Extending R's GTFS abilities with simple features
June 2, 2018 - 9 minutes
Two functions to easily transition from library(gtfsr) into library(sf) for tidyier transit analysis.
Civic Data sf gtfsr tidyverseTLDR
Two similar functions for building sf
objects of the routes and stops within a gtfs
objects.
General Transit Feed Specification
Originally named Google Transit Feed Specification, GTFS was developed in 2005 by Chris Harrelson (a Googler at the time), to make trip planning on civic transit systems easier.
GTFS format is a standardized set of comma separated txt
files, with specific names and fields. To be flexible (i.e. cover a lot of public transit options), not all files/fields are required. Here is a comprehensive list breakdown.
library(gtfsr)
The rOpenSci project’s library(gtfsr)
is designed to make reading and visualizing GTFS data fast and easy. You can install the package from GitHub, via devtools::install_github("ropensci/gtfsr")
.
gtfsr::import_gtfs()
This function does a great job handling the flexible GTFS structure. Here I’m reading in the local Charlottesville Area Transit’s (CAT) GTFS feed.
The zipped data is available in this Civic Innovation Day repo.
library(gtfsr)
## Error in library(gtfsr): there is no package called 'gtfsr'
cat <- gtfsr::import_gtfs("https://github.com/Smart-Cville/CID-2018-Regional-Transit-Challenge/blob/b6c714ec190f8843d6aa154fc74ed7be3bd5307f/data/2017_08_CharlottesvilleAreaTransit.zip?raw=true")
## Error in loadNamespace(name): there is no package called 'gtfsr'
# lots of verbose warnings that I turned off for kniting porpoises
The function returns to us a special S3 class
list object, gtfs
, that has a data frame, for each of the available files.
class(cat)
## [1] "function"
names(cat)
## NULL
gtfsr::map_gtfs()
A high-level mapping function built with library(leaflet)
.
In this specific case, attempting to plot all routes results in an error about missing the agency_id
field.

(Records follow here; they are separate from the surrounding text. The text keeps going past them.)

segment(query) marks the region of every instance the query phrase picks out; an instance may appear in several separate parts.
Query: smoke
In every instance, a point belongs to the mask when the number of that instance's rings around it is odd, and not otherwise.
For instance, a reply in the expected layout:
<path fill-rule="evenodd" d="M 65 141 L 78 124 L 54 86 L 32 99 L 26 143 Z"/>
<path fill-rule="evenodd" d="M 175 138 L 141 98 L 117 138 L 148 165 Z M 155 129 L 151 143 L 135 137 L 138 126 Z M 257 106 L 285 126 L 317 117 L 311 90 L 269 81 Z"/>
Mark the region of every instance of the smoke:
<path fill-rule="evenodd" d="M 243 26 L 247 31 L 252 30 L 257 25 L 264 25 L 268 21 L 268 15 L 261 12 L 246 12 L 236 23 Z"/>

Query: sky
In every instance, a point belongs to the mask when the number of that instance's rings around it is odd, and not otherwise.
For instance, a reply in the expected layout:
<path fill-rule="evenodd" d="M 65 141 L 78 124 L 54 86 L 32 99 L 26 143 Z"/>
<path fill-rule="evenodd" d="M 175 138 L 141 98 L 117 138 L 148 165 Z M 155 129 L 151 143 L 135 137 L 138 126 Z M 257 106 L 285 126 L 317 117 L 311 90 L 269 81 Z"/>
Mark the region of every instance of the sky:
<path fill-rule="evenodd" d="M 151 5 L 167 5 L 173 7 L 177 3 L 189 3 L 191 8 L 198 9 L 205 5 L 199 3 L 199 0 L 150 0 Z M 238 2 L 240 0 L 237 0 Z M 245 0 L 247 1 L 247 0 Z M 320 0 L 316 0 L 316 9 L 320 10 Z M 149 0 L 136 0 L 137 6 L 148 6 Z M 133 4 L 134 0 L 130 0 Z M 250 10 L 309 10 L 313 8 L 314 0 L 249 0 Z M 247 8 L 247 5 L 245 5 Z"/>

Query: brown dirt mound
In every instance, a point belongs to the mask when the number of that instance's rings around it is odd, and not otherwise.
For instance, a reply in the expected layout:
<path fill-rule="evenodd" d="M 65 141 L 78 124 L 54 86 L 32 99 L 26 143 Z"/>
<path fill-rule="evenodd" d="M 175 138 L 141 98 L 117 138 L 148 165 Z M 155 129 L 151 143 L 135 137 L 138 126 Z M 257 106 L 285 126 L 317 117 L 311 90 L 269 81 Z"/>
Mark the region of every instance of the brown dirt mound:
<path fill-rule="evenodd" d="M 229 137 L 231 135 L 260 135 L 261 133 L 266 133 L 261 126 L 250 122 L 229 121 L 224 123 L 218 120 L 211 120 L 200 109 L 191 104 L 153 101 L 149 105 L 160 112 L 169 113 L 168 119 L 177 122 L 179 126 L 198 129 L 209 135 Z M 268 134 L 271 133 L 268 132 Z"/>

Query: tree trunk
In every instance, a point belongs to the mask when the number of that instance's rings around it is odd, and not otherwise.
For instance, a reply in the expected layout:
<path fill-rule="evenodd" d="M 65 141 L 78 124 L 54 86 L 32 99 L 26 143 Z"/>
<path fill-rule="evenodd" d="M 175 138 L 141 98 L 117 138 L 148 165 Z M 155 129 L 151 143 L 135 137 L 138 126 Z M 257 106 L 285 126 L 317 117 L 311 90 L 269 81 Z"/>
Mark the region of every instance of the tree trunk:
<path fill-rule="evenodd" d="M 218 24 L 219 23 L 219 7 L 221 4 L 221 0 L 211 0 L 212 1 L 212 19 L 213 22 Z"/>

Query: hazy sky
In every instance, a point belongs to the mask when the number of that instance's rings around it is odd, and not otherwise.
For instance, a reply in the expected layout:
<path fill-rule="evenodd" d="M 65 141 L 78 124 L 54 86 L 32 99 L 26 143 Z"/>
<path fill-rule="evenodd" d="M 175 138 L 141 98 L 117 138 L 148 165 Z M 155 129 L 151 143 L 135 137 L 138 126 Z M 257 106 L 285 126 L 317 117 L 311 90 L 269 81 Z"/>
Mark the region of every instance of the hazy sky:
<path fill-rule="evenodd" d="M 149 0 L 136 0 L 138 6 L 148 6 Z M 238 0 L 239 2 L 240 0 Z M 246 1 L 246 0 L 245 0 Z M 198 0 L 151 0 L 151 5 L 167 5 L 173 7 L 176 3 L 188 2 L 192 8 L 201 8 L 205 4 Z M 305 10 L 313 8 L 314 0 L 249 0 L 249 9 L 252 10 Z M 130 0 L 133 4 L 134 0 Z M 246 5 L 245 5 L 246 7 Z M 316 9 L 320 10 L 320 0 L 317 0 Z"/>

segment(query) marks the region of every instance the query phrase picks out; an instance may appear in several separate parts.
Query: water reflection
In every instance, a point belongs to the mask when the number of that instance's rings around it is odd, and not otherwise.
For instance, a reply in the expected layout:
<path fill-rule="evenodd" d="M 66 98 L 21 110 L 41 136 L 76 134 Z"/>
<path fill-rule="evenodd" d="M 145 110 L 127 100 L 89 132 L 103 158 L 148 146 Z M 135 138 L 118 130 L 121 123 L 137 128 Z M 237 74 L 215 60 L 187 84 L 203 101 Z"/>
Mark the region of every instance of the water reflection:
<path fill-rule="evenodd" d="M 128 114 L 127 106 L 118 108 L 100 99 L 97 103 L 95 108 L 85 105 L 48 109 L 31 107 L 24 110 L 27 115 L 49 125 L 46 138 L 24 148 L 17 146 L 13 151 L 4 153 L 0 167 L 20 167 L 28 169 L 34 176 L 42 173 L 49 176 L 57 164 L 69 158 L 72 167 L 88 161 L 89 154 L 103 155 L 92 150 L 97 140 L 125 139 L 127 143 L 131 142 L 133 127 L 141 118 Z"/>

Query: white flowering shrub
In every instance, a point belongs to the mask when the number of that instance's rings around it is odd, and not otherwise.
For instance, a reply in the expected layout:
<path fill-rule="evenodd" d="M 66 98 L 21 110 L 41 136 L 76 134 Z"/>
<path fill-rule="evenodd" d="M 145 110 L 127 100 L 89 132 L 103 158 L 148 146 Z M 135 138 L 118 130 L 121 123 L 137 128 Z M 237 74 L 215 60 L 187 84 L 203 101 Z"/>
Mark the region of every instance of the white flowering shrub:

So my work around here is to explicitly specify all routes, which is easy via %>%
dot.
library(magrittr)
cat %>% map_gtfs() # errors out
## Error in map_gtfs(.): could not find function "map_gtfs"
# work around
cat %>% map_gtfs(., route_ids = .$routes_df$route_id,
route_colors = paste0("#", .$routes_df$route_color)) %>%
# needed for web sharing only
widgetframe::frameWidget() # isolates leaflet:css, to prevent messing with webpage:css
## Error in map_gtfs(., route_ids = .$routes_df$route_id, route_colors = paste0("#", : could not find function "map_gtfs"
You can compare the library(gtfsr)
results against the current CAT app and static map.
Extending to sf
The gtfsr
package does a great job reading and showing data, but if you want to join in additional data sources or customize plots beyond colors or routes, you are out of luck.
Simple Features is making big waves in the r-spatial community since library(sf)
(https://github.com/r-spatial/sf) introduced a new class of geometry enriched data frames.
Extracting routes into routes_sf
Because GTFS data is distributed across multiple files, we must pick apart the list of data frames to pull out the critical pieces.
In order to reconstruct a plot similar to map_gtfs()
, we need:
- key-value pairs from
cat$trips_df
- route meta information from
cat$routes_df
- shapes as Lon/lat coordinates from
cat$shapes_df
- Caution: the following function is long *
library(sf)
library(tidyverse)
gtfs_routes_sf <- function(gtfs) {
## gather key-values first ----
# trips_df has route_id:shape_id
shape_key <- gtfs$trips_df %>%
select(route_id, shape_id) %>%
unique()
# routes_df has route_id:route_name
route_key <- gtfs$routes_df %>%
select(route_id, route_short_name) %>%
mutate(route_short_name = paste("route", route_short_name)) %>%
inner_join(shape_key)
# check for colors :)
if ( !is.null(gtfs$routes_df$route_color) ) { # extract if they exist
route_key %<>% inner_join(select(gtfs$routes_df, route_color, route_id) )
}
else { # planB: build a pal from my favorite pallette 'd3'
route_key %<>% mutate(route_color = rep(ggsci::pal_d3()(10),
length.out = nrow(route_key)))
}
## build the sf object ----
# exctract lon/lat values as matrix to build linestrings for each "shape_id"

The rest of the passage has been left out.